Sur les délais de paiement
Aux termes de l’article 24 V de la loi 89-462 du 6 juillet 1989, dans sa version applicable aux faits de l’espèce, le juge peut, à la demande du locataire, du bailleur ou d’office, à la condition que le locataire soit en situation de régler sa dette locative et qu’il ait repris le versement intégral du loyer courant avant la date de l’audience, accorder des délais de paiement dans la limite de trois années, par dérogation au délai prévu au premier alinéa de l’article 1343-5 du code civil, au locataire en situation de régler sa dette locative.
Madame [C] demande à être autorisée à se maintenir dans les lieux ce qui implique que lui soient accordés des délais de paiement entraînant la suspension des effets de la clause résolutoire.

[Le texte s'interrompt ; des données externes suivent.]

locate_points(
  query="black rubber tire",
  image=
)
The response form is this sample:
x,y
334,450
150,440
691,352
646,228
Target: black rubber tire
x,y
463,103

Madame [C] produit un courrier de Madame [U], assistante sociale, qui indique que la locataire a repris le paiement du loyer courant en août 2024 après un impayé de 4 mois ce qui n’est pas corroboré par le décompte produit aux termes duquel il n’y a eu aucun paiement entre mai 2023 et le 26 novembre 2024. Madame [U] indique également que Madame [C] a réglé sa dette par les deux virements des 26 et 30 novembre 2024 et qu’elle bénéficiera d’un avoir après régularisation de l’APL ce qui ne ressort pas non plus du décompte aux termes duquel la dette est de 9 214,28 € et non de 4 000 € comme avancé par Madame [C] à l’audience.

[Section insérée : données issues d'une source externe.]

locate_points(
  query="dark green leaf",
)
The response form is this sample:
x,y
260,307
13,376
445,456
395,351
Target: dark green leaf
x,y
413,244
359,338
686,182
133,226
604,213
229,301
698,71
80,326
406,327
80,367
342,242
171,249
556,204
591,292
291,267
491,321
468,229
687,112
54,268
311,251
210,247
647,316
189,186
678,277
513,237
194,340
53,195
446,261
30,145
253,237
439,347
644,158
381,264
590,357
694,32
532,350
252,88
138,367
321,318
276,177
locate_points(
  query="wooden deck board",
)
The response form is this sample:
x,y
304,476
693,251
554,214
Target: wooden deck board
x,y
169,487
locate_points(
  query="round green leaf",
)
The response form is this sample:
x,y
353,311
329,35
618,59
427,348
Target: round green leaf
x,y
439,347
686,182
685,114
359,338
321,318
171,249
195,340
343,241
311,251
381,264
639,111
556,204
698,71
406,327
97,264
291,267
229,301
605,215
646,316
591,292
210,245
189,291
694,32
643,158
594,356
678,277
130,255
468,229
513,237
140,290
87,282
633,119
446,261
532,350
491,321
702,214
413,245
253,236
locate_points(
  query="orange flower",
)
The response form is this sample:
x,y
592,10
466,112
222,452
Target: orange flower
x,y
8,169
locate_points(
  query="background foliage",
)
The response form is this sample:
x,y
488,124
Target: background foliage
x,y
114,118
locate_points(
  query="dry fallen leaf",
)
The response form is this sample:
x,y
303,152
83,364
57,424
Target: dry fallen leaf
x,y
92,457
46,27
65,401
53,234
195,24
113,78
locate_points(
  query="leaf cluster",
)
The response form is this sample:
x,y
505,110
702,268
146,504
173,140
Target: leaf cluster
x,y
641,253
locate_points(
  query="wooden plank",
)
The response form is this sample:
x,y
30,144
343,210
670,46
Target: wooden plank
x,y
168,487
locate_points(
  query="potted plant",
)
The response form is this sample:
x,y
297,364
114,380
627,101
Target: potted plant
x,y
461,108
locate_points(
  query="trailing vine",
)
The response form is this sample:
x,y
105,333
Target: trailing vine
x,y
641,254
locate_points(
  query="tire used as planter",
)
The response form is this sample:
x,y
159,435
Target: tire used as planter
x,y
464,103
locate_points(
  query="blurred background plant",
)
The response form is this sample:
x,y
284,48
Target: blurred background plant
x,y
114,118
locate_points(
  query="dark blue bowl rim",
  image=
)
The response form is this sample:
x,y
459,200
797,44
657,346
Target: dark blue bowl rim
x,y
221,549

De plus, à l’audience, Madame [C] affirme ne pas vouloir payer le solde de la dette au motif que l’agence gérant le bien n’aurait pas renvoyé un document à la CAF pour lui permettre de bénéficier de nouveau de l’APL alors même que la suspension de l’APL paraît être la conséquence normale de l’absence de paiement des loyers entre mai 2023 et novembre 2024. Il convient, par conséquent, de débouter Madame [C] de sa demande de délais de paiement et de suspension des effets de la clause résolutoire.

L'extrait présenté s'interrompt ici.